Sisilia merasa dikhianati. Azlan, satu-satunya orang yang biasanya membela dan memanjakannya, kini berbalik melawan.
“Kak Azlan tidak membelaku? Kakak membela para pelayan rendahan ini?” Sisilia meraung.
“Aku tidak membela siapa-siapa, Sisil. Aku hanya ingin kau lebih dewasa dan bijaksana. Kau harusnya malu melihat sikapmu yang seperti ini. Kau sudah besar!” ujar Azlan, berusaha keras untuk terdengar rasional. Ia mencoba mengabaikan rasa bersalahnya pada Sisilia, dan berpegangan pada perintah Ivander untuk 'mencari kebenaran'.
“Aku tidak mau! Aku tidak mau dewasa! Nalea telah merebut kasih sayang dan perhatian semua orang dariku! Kenapa Kakak tidak melihatnya? Dia hanya anak liar yang tidak berpendidikan, Kak!”

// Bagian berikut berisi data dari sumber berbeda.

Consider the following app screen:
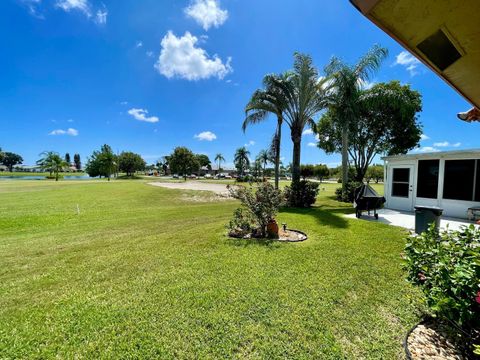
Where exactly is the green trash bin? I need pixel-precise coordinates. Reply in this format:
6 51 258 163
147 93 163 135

Azlan menatap Sisilia. Kata-kata Nalea yang dia dengar di meja makan kembali terngiang dan membuatnya teringat sesuatu. Dirinya akan terjebak hutang dan berurusan dengan lintah darat. Apakah benar Sisilia seburuk itu? Sikapnya yang kekanak-kanakan dan histeris ini sedikit demi sedikit membuat Azlan meragukan adiknya.
“Cukup, Sisil. Masuk kamar, dan tenangkan dirimu,” perintah Azlan, nadanya lelah.
Sisilia kesal, menatap Azlan dengan kebencian. Ia tidak lagi melihat Azlan sebagai kakak pelindungnya, melainkan sebagai pengkhianat. Ia menghentakkan kaki, berlari menuju kamarnya dan membanting pintu sekeras-kerasnya.
Brak!
Suara bantingan pintu itu membuat Lidya kecewa. Ia menatap Azlan, matanya berkaca-kaca.
“Tuan Azlan, kau sudah berubah,” kata Lidya, suaranya pelan dan penuh tuduhan. “Kau tidak lagi menyayangi Sisilia. Kau lebih memilih mengikuti Tuan Zavian dan Nona Nalea. Kau tidak ingat, Sisilia yang selalu ada di sisimu saat kau sakit?”
"Apa kau sama sekali tidak ingat siapa yang maju paling depan saat kamu mengalami perundungan?"